Öte yandan Bayuncuk ile karşı karşıya gelen sadece Şenocak’da değildi. Cübbeli de bu noktada Bayuncuk’u eleştiriyor ve onun oy kullanan insanları müşrik olmakla itham ettiğini söylüyordu. Nihai olarak Bayuncuk’un özellikle Şenocak’a yanıtı sert oldu öncelikle onu “jurnalcilikle” suçladı. Sonra şöyle devam etti: 

“Hayatım boyunca düşmanın mert olanına saygı gösterdim. Senin dünkü “İsrail Türkiye’ye girerse bunları dinleyenler İsrail’in yanında yer alır” ifadeni görünce, jurnalcilikten öte ahlaksız bir adam olduğuna ve aşağılanmayı hak ettiğine kanaat ettim.”

Anlayacağınız ortalık yangın yerine dönmüştü. Zira bu isimlerin arkasında yüzlerce aile ve onların da hitap ettiği binlerce, on binlerce insan var. Şimdi mesele şu; bugün laiklik olmasaydı Bayuncuk, Şenocak ve Cübbeli Ahmet devlet idaresi konusunda yine farklı düşünecek, şeriatın kime hangi cezayı öngördüğü ile ihtilafa düşeceklerdi. İşin daha feci yanı belki birileri şeriat mahkemelerinde yargılanacak, din adına onlarca yıl hapis cezasına çarptırılacaktı. Yani bugün onları zindandan kurtaran, en azından bu noktada  çok eleştirdikleri laiklikti. 

Laik bir ülkede itikadi görüş ayrılıklarından ziyade farklı hükümlerle suçlar cezalandırılır, ötesi bu cezaların kaynağı da beşeri hukuka dayandırılır.
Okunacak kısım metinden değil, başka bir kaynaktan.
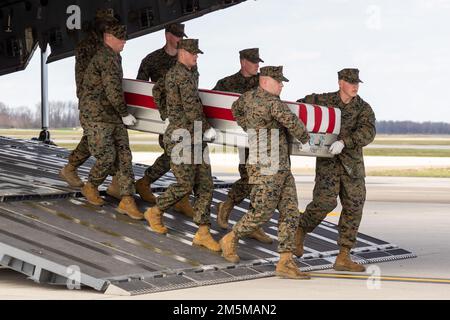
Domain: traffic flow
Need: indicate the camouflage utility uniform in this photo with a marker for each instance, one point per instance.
(154, 67)
(84, 52)
(184, 107)
(102, 105)
(343, 175)
(273, 186)
(237, 83)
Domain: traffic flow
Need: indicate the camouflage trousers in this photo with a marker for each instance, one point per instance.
(277, 193)
(109, 144)
(190, 177)
(352, 193)
(80, 154)
(161, 165)
(241, 189)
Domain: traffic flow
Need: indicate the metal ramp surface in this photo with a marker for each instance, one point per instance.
(51, 234)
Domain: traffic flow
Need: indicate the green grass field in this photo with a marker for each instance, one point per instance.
(393, 152)
(423, 172)
(147, 142)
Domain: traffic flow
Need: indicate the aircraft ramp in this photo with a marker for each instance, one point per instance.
(51, 234)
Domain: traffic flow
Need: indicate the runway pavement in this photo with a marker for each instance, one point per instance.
(410, 212)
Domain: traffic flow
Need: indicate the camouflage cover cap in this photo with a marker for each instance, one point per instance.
(350, 75)
(104, 13)
(251, 55)
(117, 30)
(273, 72)
(190, 45)
(176, 29)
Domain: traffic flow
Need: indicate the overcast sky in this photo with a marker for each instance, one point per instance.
(401, 47)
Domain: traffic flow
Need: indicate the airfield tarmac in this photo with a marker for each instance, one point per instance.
(410, 212)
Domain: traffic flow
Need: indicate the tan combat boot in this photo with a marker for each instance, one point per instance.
(128, 206)
(299, 240)
(203, 238)
(144, 190)
(184, 206)
(345, 263)
(114, 189)
(286, 268)
(228, 245)
(154, 217)
(91, 194)
(223, 213)
(261, 236)
(70, 175)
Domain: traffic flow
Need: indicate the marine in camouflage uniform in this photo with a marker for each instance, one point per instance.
(84, 52)
(102, 113)
(153, 68)
(245, 79)
(343, 175)
(184, 108)
(273, 185)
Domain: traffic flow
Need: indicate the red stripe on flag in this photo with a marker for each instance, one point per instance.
(331, 119)
(317, 118)
(303, 114)
(218, 113)
(140, 100)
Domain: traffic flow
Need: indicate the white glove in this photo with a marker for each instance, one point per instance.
(336, 147)
(129, 120)
(209, 134)
(306, 147)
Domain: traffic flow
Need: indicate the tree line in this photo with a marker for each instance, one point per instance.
(411, 127)
(64, 114)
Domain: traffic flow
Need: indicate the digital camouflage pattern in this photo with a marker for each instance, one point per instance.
(343, 175)
(190, 45)
(237, 83)
(251, 55)
(195, 178)
(262, 112)
(240, 188)
(117, 30)
(184, 107)
(277, 193)
(273, 72)
(102, 98)
(155, 65)
(102, 107)
(183, 101)
(176, 29)
(109, 144)
(84, 52)
(350, 75)
(161, 165)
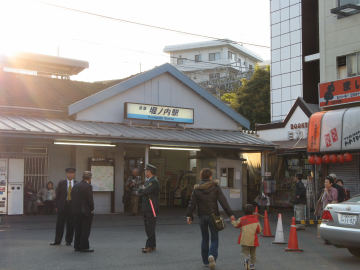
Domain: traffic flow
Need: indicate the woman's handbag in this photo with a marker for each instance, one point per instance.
(218, 222)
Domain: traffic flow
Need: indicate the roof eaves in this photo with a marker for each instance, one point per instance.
(143, 77)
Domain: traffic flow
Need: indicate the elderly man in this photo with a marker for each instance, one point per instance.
(83, 208)
(132, 185)
(63, 208)
(150, 206)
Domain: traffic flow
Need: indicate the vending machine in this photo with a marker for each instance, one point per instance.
(16, 186)
(3, 185)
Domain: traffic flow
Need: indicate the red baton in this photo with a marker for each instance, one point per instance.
(152, 207)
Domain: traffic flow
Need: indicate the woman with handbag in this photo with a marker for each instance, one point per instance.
(205, 198)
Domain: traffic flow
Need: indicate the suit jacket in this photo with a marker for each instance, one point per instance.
(82, 199)
(150, 190)
(61, 194)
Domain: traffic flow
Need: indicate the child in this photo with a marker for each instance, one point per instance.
(248, 239)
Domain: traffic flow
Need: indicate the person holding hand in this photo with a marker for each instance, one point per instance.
(205, 198)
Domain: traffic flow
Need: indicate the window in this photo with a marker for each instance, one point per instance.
(231, 56)
(214, 56)
(214, 76)
(348, 65)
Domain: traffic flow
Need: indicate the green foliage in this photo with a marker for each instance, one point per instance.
(252, 99)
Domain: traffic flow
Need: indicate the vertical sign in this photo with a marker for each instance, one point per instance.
(314, 132)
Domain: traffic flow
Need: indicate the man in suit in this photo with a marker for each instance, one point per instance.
(150, 206)
(83, 208)
(63, 208)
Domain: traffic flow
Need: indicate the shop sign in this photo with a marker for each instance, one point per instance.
(331, 131)
(159, 113)
(334, 131)
(339, 92)
(351, 129)
(314, 132)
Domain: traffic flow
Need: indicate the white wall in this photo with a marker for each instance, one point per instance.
(162, 90)
(338, 37)
(281, 134)
(286, 56)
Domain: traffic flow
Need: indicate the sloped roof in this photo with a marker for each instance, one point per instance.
(36, 92)
(212, 43)
(54, 128)
(146, 76)
(307, 108)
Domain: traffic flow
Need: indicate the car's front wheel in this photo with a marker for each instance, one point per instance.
(355, 251)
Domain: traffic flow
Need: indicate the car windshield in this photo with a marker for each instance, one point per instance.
(354, 199)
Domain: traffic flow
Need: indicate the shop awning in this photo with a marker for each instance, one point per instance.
(55, 128)
(334, 131)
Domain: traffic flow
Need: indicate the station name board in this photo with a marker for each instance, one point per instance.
(339, 92)
(159, 113)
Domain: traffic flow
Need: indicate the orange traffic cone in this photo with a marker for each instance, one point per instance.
(267, 231)
(257, 212)
(293, 243)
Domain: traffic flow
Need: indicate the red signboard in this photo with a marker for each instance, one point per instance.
(339, 92)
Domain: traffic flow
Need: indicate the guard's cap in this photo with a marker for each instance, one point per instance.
(151, 168)
(71, 170)
(87, 174)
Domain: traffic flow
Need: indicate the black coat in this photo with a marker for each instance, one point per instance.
(61, 194)
(206, 197)
(82, 199)
(150, 190)
(300, 193)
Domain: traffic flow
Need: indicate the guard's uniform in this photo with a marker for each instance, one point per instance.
(150, 191)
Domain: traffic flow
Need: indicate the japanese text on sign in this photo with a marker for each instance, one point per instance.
(339, 92)
(159, 113)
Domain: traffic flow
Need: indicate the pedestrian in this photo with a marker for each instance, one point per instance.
(30, 198)
(248, 239)
(340, 183)
(132, 185)
(63, 209)
(150, 206)
(47, 197)
(83, 210)
(205, 198)
(300, 201)
(340, 189)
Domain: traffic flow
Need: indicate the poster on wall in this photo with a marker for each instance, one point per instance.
(103, 178)
(339, 92)
(351, 130)
(331, 131)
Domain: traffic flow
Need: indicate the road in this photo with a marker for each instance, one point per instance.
(24, 244)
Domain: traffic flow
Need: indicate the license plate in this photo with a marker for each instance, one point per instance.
(347, 219)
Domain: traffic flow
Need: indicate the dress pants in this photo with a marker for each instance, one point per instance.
(82, 231)
(65, 217)
(150, 224)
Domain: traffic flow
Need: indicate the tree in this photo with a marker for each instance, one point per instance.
(252, 98)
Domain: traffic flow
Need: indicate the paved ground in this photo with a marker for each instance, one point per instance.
(24, 244)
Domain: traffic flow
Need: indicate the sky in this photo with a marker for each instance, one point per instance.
(115, 49)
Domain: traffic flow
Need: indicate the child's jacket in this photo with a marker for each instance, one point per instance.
(250, 228)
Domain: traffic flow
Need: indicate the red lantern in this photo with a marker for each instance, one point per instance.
(311, 159)
(318, 160)
(333, 158)
(347, 157)
(326, 159)
(340, 158)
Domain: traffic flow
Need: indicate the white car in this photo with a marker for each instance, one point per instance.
(341, 225)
Oysa örgütlere göre değişen “şeriat” devletlerinde durum öyle mi? Cezalar din ve Tanrı adına kesilir, mahkumiyet beşeri hukuka göre değil din adına verilir. Dolayısıyla Müslümanken durduk yere kafir olabilir, tarikat mensubu olduğunuz için şirk içerisinde günahkar ilan edilebilirsiniz. Şirk de zaten adı üstünde Tanrı’ya şirk koşmak. Varın görün halinizi!

Ebu Hanife, Buhari, Taberi, Hallac-ı Mansur gibi pek çok isim, tarihi çark içerisinde “din” adına pek çok günahla itham edilip, pek çok cefaya maruz kaldılar. Hallac’ı parça parça ettiler mesela. Sonuç olarak diyeceğim Şeriat gelirse Müslümanları kurtaracak bir mekanizma yok maalesef. Şeriat gelirken, fetvalarla, örgütlerle değişen itikadi hüküm ve cezalarla, durduk yere insanı dinden çıkaracak hükümlerle gelecek. 

Şeriatın gelip gelmemesi bir yana lakin yaşanan tartışmalar, bu gerçeği en yalın haliyle ortaya koymakta. 

Ülkenin Cumhurbaşkanına gelince “şovmenlik değil din adamlığı yapın” manasında sözler sarf etti bu süreçte. Adres malumdu belki ama çağrı tam olarak öyle değil. Zira burada yapılacak birincil çağrı laikliktir. Zira Müslümanları itikadi farklılıklarına göre kabul eden sigortadır laiklik, laf olsun diye değil, Müslümanların da yaşamları güvence altına alınsın diye laiklik çağrısı yapılır. Tarihin söylediği bu hakikati, yaşananlar da doğrulamaya devam ediyor.